Referring to fig. 1, in an embodiment of the present invention, a complementary flow organic rankine cycle system and a two-stage expander includes an organic rankine cycle unit, the organic rankine cycle unit includes an evaporator group, a two-stage expander, a condenser and a working medium pump, which are sequentially connected, the evaporator group includes a main evaporator 21 and an auxiliary evaporator 22, the main evaporator 21 absorbs heat from a heat source to provide a main high-pressure working medium, and the auxiliary heat exchanger 22 further absorbs heat from the heat source for performing flow supplement on the second-stage expander to increase the working capacity of the second-stage expander.
Specifically, the heat source is hot water or hot gas. The main evaporator 21 and the auxiliary evaporator 22 are connected in series, and the heat source sequentially passes through the main evaporator 21 and the auxiliary evaporator 22 which are connected in series to provide heat energy for the main evaporator 21 and the auxiliary evaporator 22.

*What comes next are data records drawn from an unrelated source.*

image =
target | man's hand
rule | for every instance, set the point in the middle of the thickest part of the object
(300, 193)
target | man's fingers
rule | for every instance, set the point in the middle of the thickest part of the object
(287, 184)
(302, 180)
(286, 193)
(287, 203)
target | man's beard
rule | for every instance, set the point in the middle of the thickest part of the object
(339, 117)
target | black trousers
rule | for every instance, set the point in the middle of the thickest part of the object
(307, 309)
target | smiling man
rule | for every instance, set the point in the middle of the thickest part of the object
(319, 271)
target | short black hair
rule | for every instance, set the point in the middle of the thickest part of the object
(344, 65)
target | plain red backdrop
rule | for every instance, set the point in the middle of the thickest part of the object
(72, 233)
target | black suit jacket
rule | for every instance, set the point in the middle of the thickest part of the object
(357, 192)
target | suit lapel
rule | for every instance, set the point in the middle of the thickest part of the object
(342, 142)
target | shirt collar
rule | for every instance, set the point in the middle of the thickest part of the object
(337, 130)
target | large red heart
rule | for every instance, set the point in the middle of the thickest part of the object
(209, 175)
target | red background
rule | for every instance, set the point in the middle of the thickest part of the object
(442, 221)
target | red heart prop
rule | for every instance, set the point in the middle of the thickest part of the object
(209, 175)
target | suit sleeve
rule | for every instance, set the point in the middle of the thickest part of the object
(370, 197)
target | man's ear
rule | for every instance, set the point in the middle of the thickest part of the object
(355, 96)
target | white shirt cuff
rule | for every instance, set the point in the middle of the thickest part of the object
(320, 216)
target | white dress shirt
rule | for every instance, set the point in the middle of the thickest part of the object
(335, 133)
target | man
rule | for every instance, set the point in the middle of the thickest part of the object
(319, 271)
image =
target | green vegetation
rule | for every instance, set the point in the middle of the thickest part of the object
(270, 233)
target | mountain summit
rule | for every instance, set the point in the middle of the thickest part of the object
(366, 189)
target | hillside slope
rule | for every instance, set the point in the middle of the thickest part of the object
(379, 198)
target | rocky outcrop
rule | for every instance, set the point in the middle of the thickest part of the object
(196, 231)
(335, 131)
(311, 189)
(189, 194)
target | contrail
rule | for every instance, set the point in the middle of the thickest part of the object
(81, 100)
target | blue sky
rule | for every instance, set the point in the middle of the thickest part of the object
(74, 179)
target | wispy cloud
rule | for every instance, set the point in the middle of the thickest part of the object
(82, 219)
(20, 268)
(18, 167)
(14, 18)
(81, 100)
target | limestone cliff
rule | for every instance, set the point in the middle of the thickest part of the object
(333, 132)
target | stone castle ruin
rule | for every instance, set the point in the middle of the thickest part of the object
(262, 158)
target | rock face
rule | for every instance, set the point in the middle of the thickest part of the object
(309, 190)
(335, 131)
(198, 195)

The working medium pump 23 respectively provides high-pressure working media to the main evaporator 21 and the auxiliary evaporator 22, and the high-pressure working media absorb heat in the main evaporator 21 and the auxiliary evaporator 22 to become 90-degree high-pressure working media; the 90-degree high-pressure working medium output by the main evaporator 21 enters the first expansion chamber to generate expansion force to drive the first-stage turbine to rotate, and the first-stage turbine rotates to apply work to drive the generator to generate electricity; the high-pressure working medium at 90 degrees in the first expansion chamber is changed into the high-pressure working medium at 70 degrees. Then, a 70-degree high-pressure working medium in the first expansion chamber enters the second expansion chamber through the intermediate pipeline 6 to generate an expansion force to drive the second-stage turbine to rotate; meanwhile, the high-temperature and high-pressure working medium output by the auxiliary evaporator 22 enters the second expansion chamber through the flow supplementing pipeline 7 and is mixed with the 70-degree high-pressure working medium conveyed by the intermediate pipeline 6 to form a mixed working medium, the generated expansion force drives the second-stage turbine to rotate, and the second-stage turbine rotates to do work to drive the generator 20 to generate electricity; and finally, discharging the mixed working medium in the second expansion chamber to a condenser 24 from an exhaust port, cooling the condenser 24, and conveying the cooled mixed working medium to a working medium pump 23 to form circulation. The heat source is utilized in two stages, and the heat efficiency is improved.
Referring to fig. 2, in another embodiment of the present invention, the condenser 24 is connected to a cooling circuit, and the orc unit and the cooling circuit exchange heat in the condenser.
Specifically, the heat of the mixed working medium of the condenser 24 is taken away by the cooling water of the cooling loop to generate a low-temperature working medium to the working medium pump 23, so as to form circulation.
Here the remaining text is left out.